Eine andere Schwachstelle des EEG war eine Ausnahmeregelung des erhöhten Strompreises für bestimmte Betriebe. So richtig das war, einige energieintensive Betriebe aus der Regelung herauszunehmen, so verpasste man es völlig, Übergangsfristen zu definieren, um die Betriebe anzuregen, zukunftsfähige Lösungen zu finden. Nein, im Gegenteil, die Zahl der Betriebe, die in den Genuss der Ausnahmeregelung kam, stieg im Laufe der Zeit noch an. Das ganze zeigt die Verzerrung bei dem EEG (oder in den Köpfen der verantwortlichen Politiker?).
Worauf es jetzt ankommt!
Worauf es jetzt darauf ankommt ist, wieder eine gewisse Dynamik in die Förderung der alternativen Energien aufzunehmen. Das bedeutet nicht unbedingt, dass die Ausstiegszeitpunkte für die Atomenergie und die auf Kohle basierte Stromerzeugung oder die Klimaneutralität vorzuverlegen sind. Um alle Ziele zu erreichen, bedarf es erheblicher Anstrengungen und zusätzlicher finanzieller Mittel. Man muss immer bedenken, jede zusätzliche Verkürzung ist entsprechend teuer, denn es müssen zusätzliche finanzielle Anreize gesetzt oder finanzielle Unterstützung gewährt werden.
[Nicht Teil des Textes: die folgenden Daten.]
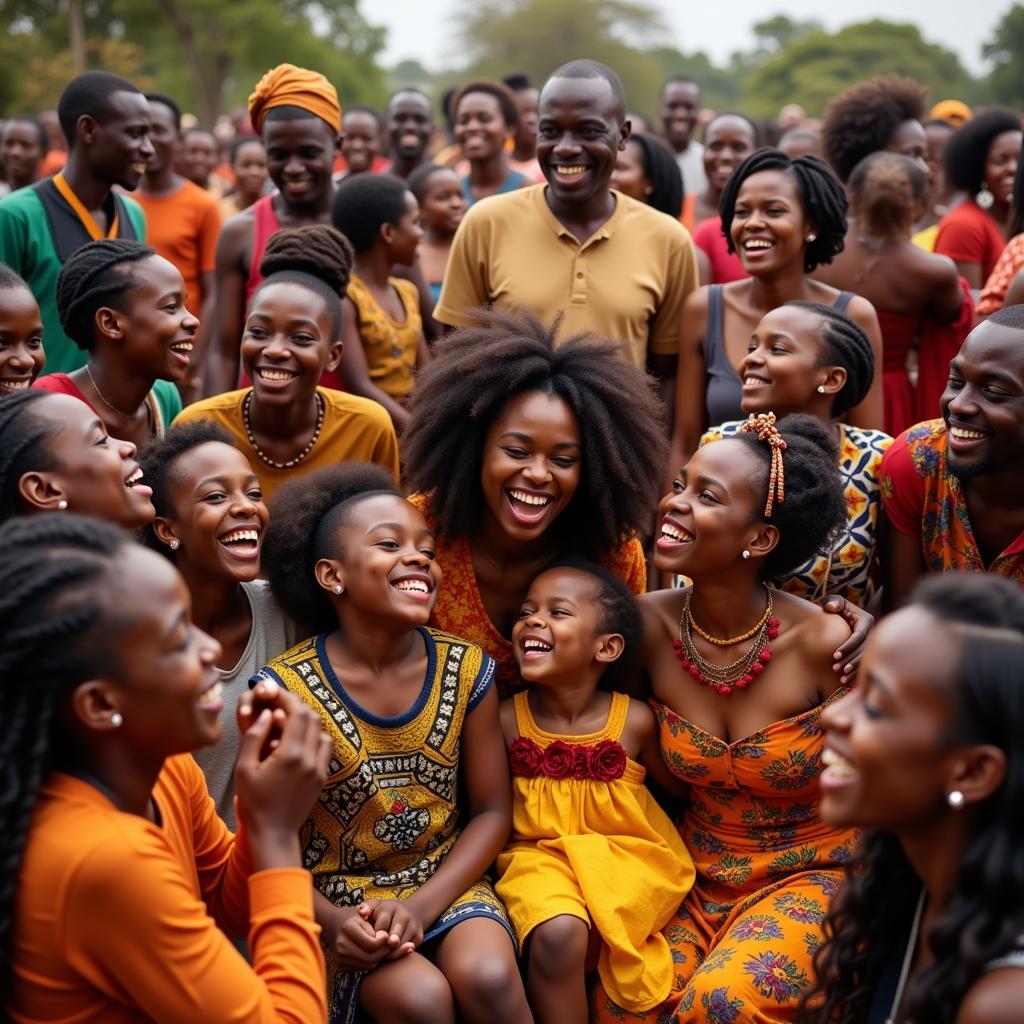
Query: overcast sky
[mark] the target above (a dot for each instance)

In der schon oben erwähnten ARD-Fernsehsendung „Kontraste“ vom 15.07.2021 behauptet ein ehemaliger grüner Bundestagsabgeordneter (Hans-Josef Fell, im Bundestag 1998 – 2013), dass schon 2020 zu 100 Prozent grüner Strom in der Bundesrepublik hätte produziert werden können. Er beziffert die dafür notwendigen finanziellen Mittel nicht. Aber genau das ist so ein Punkt, indem sich Ideologie mit wirtschaftlicher Effizienz beißt. Erst seit 2021 sind die europäischen Rahmenbedingungen für den Garaus der auf Kohle beruhenden Stromerzeugung mit der Einführung der Kosten für eine Tonne industriell erzeugten Kohlendioxids (und mit der allmählichen Steigerung dieser Kosten) viel günstiger als vorher. – Außerdem kann man nicht von einem Tag auf den anderen und auch nicht in wenigen Jahren alle herkömmlichen Kraftwerke abschalten, dazu braucht es schon eine gewisse Vorlaufzeit.
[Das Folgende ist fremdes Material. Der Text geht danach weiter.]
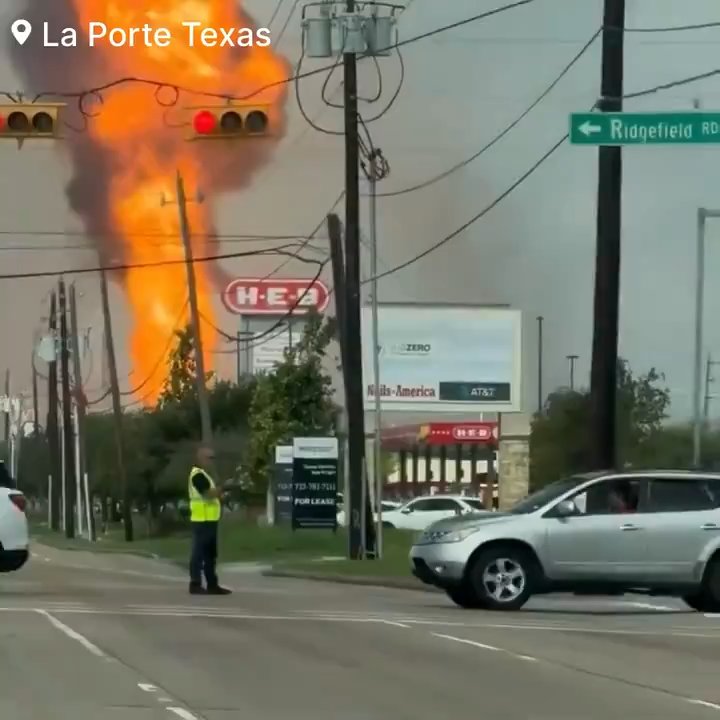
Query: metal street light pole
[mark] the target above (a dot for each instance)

Die Grünen könnten in der Bundesregierung durchaus für eine gewisse Dynamik bei dem Vormarsch der regenerativen Energien sorgen. Ihr Problem ist nur, dass, wie obiges Beispiel mit dem Bundestagsabgeordneten Hans-Josef Fell oder in der Bundeskanzler-Kandidatenkür von Annalena Baerbock (obwohl Robert Habeck viel bessere Aussichten hätte) zeigt, sie Energiepolitik ideologiebeladen betreiben könnten.